Par divers moyens on arrive à pareille fin. ( Montaigne.)

Les mouvements les plus minutieux de sa méchante
femme étaient réglés aussi juste que la meilleure montre marine
fabriquée par Harisson. ( Lord Byron, Don Juan.)

Vers le milieu de la rue de Grammont existait à Paris, en 1815, un bureau de tabac fort achalandé ; rien n’y manquait : on voyait à l’extérieur le long rouleau de fer-blanc qui renfermait une lampe sans cesse allumée, l’énorme tabatière de buis et, au dessus, une fresque de quatre pieds carrés représentant l’inévitable priseur qui, le pouce et l’index à la hauteur de ses narines dilatées, aspirait avec délices la poudre odorante.
Aussi une foule d’Allemands, de Russes, de Prussiens, de Bavarois, d’Anglais, désireux de charmer les loisirs du corps de garde, se pressaient chez M. Formon, qui leur débitait d’innocentes distractions en carottes, chiques ou cigares.

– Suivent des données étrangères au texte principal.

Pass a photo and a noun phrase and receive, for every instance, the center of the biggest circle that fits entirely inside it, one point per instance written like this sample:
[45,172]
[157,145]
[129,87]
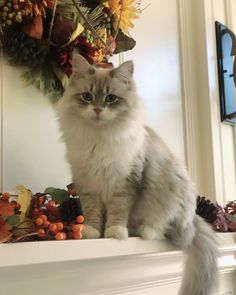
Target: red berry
[80,219]
[41,200]
[52,227]
[44,217]
[77,235]
[5,196]
[41,232]
[60,236]
[15,204]
[51,203]
[39,221]
[59,226]
[46,223]
[77,227]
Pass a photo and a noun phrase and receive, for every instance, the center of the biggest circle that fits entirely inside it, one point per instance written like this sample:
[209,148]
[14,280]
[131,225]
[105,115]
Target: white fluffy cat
[129,182]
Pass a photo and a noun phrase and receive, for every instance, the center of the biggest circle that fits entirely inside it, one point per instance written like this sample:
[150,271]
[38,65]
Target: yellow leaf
[79,29]
[24,228]
[24,199]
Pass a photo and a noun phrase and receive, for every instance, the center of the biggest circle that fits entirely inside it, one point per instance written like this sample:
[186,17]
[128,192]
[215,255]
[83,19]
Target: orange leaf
[5,233]
[6,208]
[34,28]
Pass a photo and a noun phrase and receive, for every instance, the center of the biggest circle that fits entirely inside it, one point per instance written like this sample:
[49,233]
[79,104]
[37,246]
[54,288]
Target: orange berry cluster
[59,230]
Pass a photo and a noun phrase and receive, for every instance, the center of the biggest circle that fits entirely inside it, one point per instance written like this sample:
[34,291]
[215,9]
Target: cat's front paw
[148,233]
[116,231]
[90,232]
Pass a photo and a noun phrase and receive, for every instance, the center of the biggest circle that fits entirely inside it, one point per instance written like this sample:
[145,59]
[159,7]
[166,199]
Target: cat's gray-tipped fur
[128,180]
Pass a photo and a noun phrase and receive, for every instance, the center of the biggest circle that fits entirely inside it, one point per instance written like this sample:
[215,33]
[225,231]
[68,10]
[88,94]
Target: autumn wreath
[42,34]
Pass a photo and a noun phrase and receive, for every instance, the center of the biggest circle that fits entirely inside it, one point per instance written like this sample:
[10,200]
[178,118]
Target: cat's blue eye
[87,97]
[111,98]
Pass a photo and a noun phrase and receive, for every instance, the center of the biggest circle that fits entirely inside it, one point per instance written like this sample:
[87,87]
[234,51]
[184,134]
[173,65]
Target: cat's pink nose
[97,111]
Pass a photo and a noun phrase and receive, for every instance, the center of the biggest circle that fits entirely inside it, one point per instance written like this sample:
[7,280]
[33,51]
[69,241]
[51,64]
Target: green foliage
[13,220]
[124,43]
[58,195]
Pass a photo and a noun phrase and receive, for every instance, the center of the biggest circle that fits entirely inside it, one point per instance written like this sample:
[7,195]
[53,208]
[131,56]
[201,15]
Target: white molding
[188,87]
[1,121]
[101,267]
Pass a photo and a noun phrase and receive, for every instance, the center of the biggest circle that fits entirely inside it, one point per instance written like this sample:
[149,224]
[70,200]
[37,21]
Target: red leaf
[6,208]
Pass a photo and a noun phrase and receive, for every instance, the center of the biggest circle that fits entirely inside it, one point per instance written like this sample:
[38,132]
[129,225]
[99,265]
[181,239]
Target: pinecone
[70,209]
[23,50]
[206,209]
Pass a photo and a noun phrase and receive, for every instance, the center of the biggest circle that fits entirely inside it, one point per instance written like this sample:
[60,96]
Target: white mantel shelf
[97,267]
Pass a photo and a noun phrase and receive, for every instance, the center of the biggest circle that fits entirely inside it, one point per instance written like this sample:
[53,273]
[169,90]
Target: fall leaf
[5,233]
[24,199]
[6,208]
[34,28]
[25,227]
[79,29]
[13,220]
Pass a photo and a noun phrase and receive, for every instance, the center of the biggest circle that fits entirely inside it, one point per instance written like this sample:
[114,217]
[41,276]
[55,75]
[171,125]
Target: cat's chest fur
[100,164]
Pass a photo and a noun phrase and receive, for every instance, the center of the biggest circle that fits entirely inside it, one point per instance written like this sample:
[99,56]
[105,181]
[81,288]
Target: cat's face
[100,96]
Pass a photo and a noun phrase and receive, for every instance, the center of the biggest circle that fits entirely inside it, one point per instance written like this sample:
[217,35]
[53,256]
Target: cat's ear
[80,66]
[124,72]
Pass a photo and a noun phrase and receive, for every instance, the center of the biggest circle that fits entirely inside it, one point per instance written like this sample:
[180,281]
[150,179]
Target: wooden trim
[188,87]
[1,121]
[101,267]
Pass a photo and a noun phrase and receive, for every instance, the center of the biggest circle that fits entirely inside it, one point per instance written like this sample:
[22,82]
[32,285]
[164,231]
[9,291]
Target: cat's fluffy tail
[200,274]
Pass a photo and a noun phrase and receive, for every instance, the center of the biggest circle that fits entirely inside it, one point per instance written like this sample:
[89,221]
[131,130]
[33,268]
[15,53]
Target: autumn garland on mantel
[42,34]
[56,214]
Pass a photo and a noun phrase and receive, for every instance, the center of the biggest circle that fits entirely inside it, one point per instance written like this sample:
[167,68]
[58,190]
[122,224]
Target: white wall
[32,151]
[216,147]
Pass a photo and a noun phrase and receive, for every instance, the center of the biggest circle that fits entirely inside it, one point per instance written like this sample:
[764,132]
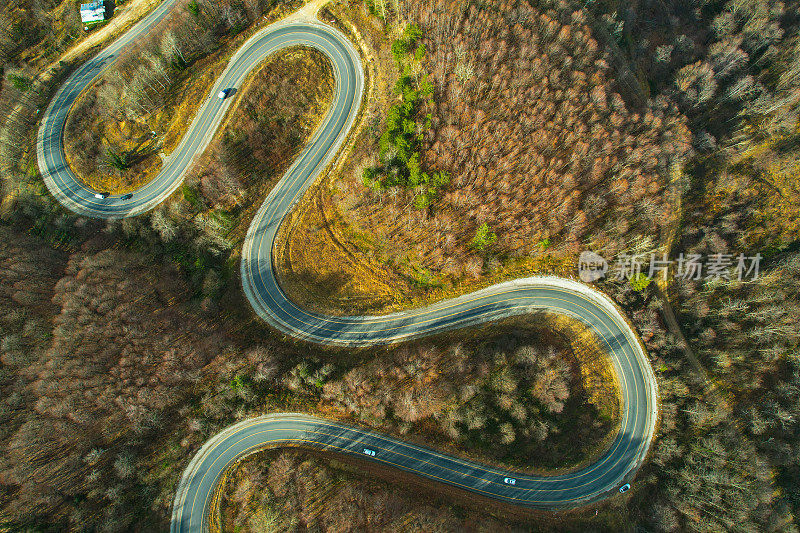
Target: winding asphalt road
[556,295]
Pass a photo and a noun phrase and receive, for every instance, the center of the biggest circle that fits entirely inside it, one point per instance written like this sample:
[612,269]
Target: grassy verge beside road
[136,113]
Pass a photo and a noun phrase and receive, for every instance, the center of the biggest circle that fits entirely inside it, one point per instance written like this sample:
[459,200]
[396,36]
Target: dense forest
[517,129]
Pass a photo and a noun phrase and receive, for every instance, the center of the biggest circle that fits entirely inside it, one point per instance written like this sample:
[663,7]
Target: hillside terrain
[124,126]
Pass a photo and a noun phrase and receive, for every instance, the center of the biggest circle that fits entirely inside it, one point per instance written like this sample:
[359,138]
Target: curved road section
[192,500]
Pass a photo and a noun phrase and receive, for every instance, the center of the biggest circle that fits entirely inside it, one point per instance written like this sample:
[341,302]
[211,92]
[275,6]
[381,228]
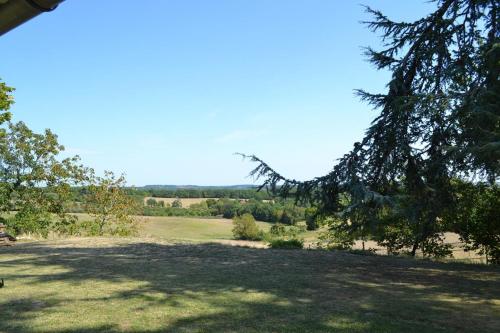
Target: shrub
[246,228]
[280,243]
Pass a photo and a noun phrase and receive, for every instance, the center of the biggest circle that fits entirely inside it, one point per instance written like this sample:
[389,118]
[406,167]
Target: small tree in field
[177,203]
[110,206]
[245,228]
[151,202]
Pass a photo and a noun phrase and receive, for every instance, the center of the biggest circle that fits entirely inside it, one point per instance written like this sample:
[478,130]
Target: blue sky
[166,91]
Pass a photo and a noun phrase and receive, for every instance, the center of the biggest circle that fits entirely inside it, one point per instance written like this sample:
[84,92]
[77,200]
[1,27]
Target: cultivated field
[190,229]
[140,285]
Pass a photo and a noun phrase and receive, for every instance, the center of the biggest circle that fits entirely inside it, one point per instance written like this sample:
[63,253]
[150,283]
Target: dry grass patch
[140,285]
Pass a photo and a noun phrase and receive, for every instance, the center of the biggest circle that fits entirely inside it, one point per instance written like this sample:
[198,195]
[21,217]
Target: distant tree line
[430,161]
[281,211]
[251,193]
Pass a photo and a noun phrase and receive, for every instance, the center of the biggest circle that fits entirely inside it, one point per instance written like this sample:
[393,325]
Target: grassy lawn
[142,285]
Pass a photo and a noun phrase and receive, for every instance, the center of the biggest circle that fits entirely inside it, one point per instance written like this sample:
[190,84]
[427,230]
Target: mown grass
[140,285]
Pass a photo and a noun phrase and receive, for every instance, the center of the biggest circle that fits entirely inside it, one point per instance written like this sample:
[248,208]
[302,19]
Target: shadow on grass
[218,288]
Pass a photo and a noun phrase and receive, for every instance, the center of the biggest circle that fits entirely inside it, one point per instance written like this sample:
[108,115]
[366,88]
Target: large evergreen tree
[439,119]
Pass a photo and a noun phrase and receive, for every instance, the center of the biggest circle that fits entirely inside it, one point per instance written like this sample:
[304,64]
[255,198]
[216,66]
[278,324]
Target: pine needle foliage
[438,120]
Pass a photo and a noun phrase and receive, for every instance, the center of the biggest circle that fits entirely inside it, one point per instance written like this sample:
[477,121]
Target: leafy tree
[177,203]
[110,206]
[476,217]
[6,100]
[438,120]
[34,183]
[152,202]
[244,227]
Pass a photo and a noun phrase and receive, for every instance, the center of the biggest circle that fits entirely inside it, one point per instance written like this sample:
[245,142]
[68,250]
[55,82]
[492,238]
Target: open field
[197,229]
[139,285]
[190,229]
[186,202]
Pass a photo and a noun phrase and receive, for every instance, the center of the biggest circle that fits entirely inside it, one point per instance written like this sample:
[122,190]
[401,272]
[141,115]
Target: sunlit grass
[142,285]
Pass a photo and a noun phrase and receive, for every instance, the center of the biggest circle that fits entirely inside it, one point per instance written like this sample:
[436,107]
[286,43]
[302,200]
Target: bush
[246,228]
[280,243]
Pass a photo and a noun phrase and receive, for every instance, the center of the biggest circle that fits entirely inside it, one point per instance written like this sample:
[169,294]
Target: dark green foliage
[438,120]
[293,243]
[311,216]
[151,202]
[245,228]
[177,203]
[209,192]
[476,217]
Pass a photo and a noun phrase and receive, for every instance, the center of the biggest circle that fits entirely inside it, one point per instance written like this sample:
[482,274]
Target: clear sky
[167,90]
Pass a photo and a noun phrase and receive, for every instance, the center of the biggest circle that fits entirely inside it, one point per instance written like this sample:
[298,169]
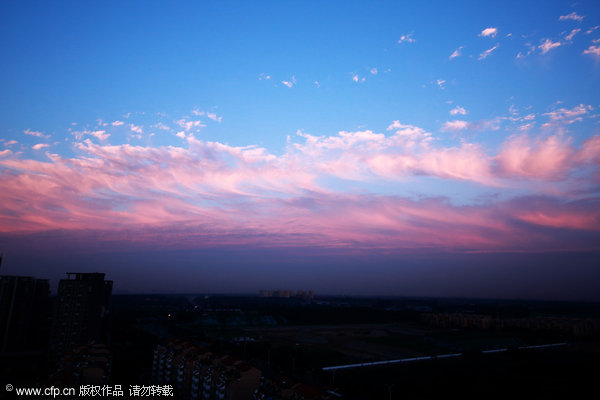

Par un beau soir de juillet, l’air était tiède, le ciel pur, et l’atmosphère se chargeait d’une poussière épaisse qui tourbillonnait sous les pieds des chevaux ; de brillants équipages se croisaient dans tous les sens, et les plumes bigarrées qui ondoyaient sur les shakos étrangers se mêlaient aux voiles et aux écharpes blanches dont toutes les femmes se paraient alors ; les boulevards s’émaillaient pour ainsi dire d’une foule de cocardes aux couleurs vives et variées, sans compter les riches dolmans des Cosaques de la garde russe, le costume pittoresque des chasseurs écossais, et le sombre aspect des hussards de la mort, qui faisait encore ressortir l’élégance de ces splendides uniformes, tous étincelants de broderies et de galons. (p17/18)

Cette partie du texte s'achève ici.